Inderdaad: K.U.S. haalt koks uit Spanje en inmiddels ook uit Portugal. Medewerkers uit deze landen kunnen relatief goed engels en snappen wat gastvrijheid betekent. Een essentieel verschil met - bijvoorbeeld - Oost Europa waar hospitality nog in de kinderschoenen staat, ‘dankzij’ de voormalige staatshotels. Of anders dan Italië, waar de aandacht voor Engelse les veel minder is.

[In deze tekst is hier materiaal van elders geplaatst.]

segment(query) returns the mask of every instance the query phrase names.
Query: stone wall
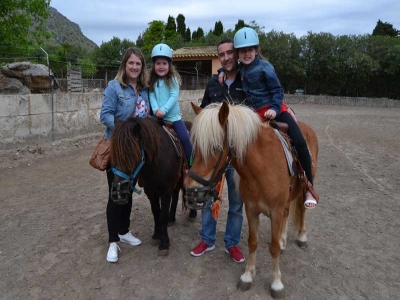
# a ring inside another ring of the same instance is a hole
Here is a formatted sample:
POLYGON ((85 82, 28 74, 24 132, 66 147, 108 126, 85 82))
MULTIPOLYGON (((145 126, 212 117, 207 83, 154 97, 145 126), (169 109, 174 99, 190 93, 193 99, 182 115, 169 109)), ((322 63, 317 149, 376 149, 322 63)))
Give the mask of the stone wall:
MULTIPOLYGON (((190 102, 198 103, 203 93, 204 90, 181 91, 180 107, 185 120, 193 120, 190 102)), ((0 150, 53 139, 100 135, 104 131, 99 122, 102 100, 101 92, 0 95, 0 150)), ((400 101, 384 98, 285 95, 285 101, 288 104, 400 108, 400 101)))

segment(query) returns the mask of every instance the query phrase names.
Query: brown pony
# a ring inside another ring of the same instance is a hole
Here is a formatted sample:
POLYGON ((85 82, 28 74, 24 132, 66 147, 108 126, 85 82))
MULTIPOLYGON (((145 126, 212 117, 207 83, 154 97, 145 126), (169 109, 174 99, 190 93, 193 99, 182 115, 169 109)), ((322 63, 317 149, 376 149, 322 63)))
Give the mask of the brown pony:
POLYGON ((168 222, 175 222, 183 187, 186 158, 181 144, 174 145, 156 119, 128 118, 113 130, 110 159, 114 173, 111 199, 114 203, 125 202, 138 182, 150 200, 154 216, 152 244, 159 246, 158 255, 168 255, 167 226, 168 222))
MULTIPOLYGON (((203 188, 204 184, 200 184, 196 178, 214 186, 214 181, 219 177, 216 174, 221 174, 225 166, 232 163, 240 176, 236 186, 239 187, 249 224, 249 257, 238 288, 250 289, 255 277, 259 215, 262 213, 271 220, 271 294, 274 298, 281 297, 284 286, 279 269, 279 254, 286 247, 289 208, 293 226, 298 231, 298 245, 307 246, 301 182, 297 176, 290 175, 282 144, 273 128, 262 123, 253 110, 226 102, 209 105, 205 109, 192 103, 192 107, 197 114, 191 131, 195 149, 191 173, 195 175, 188 180, 187 193, 193 195, 196 190, 203 188)), ((314 160, 312 172, 315 176, 317 136, 305 123, 299 122, 299 126, 314 160)))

Gastvrijheid en werkgeverschap
Dat betekent niet dat we eenvoudig een blik met goedkope werkkrachten open trekken. Ook Spaanse koks verwachten een normaal salaris en goede arbeidsvoorwaarden. Bovendien zul je moeten schakelen en bijvoorbeeld een Engelse menukaart moeten voeren. Of dat een uitdaging is? Je kunt je afvragen wat de grootste uitdaging is: een Engelse menukaart of een restaurant zonder kok…? Denk ook aan de opvang van een nieuwe medewerker. Beeld je eens in: je staat met een koffer op het vliegveld van Barcelona. Net geland, met de bedoeling om minimaal een jaar te blijven en te gaan werken in een horecabedrijf. Waar heb je dan behoefte aan en wat verwacht je van een werkgever? Voor onze gasten kunnen we dat invullen, we werken immers niet voor niets in de hospitality. Maar ook voor medewerkers moeten we dat invullen. Anders staat er over een paar jaar echt niemand meer in de keuken. Huisvesting is dus een aandachtspunt. Een Spaanse kok die in z’n eentje in de periferie op een Waddeneiland moet wonen, zwemt nog liever naar huis. Mensen die geacht worden zes dagen per week voor een laag salaris te werken, net zo goed. Kortom: goed werkgeverschap blijft belangrijk, ongeacht de nationaliteit van medewerkers. Tijd om je horizon te verbreden.